7:13: The have 8 people internally working on the project now. Worst case, they've trained a whole team of people through an entire dev cycle, which is pretty unusual now. He's excited about being able to do that with a high-end PC project, and put them on another project and it won't be money wasted. He's really stoked about the game, and that it's approachable. If you join the game, it won't put you on servers that you'll get spanked on. Matchmaking is going to put you with people that you'll have fun playing with.
Hardcore gaming community is different than most people. Hardcore gamers are an insular community. Frag or be fragged isn't fun for normal people who play GTA single player. There probably won't be another Quake Arena project right now. They're working on Doom4 instead, but if Quake Live is a huge success, they'll probably change their mind and do it anyway.
7:20: There aren't any mods in Quake Live. They've integrated lots of stuff that mods implmented, but they're taking advice from the people who've been played the game for 9 years. They're pulling the best rulesets and gameplay types, but there is no ability to take a SDK and build a mod that we support. It won't be hard for someone to go from QuakeLive universe to step over to the classic scene, where the code is open source, and you just have to buy the game off of Steam.

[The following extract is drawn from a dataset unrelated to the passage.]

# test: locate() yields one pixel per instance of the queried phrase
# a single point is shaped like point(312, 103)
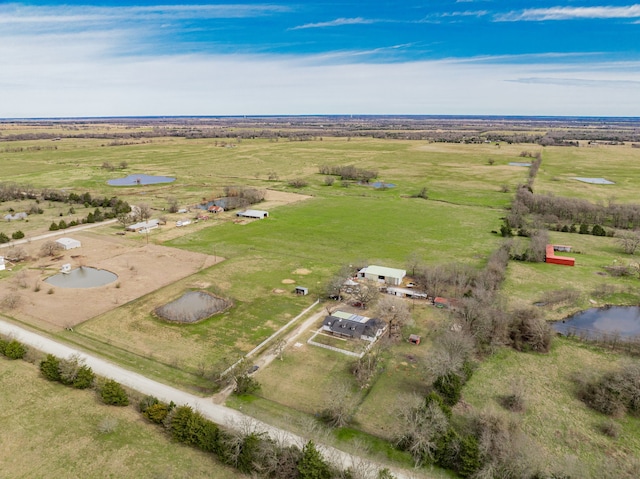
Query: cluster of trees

Quake Live is the gateway drug to Q3A + online multiplayer.
They want to integrate some of the better stuff into the game after they get started. There will probably be officially approved user-generated maps that run on official servers. It's a web service, so there's a lot of flexibility to try out a lot of cool stuff. They're on new ground, expect some mistakes, but the core is that the game is good, it's fun, and there's good infrastructure. What they're putting around it is state of the art. Community forums, matchmaking, friends, all that is state of the art, and will be supported in future games. It's not just a portal for other games to play online. It's not a new "casual gaming destination.
It's playing to the PC's conventional strengths. the hardware's better, but there's the same compatiblity problems. There won't be more big budget AAA titles on PC again. They're still going to support it, and you can crank it way the hell up, but it's not going to make worlds of difference. Rage runs at 60Hz.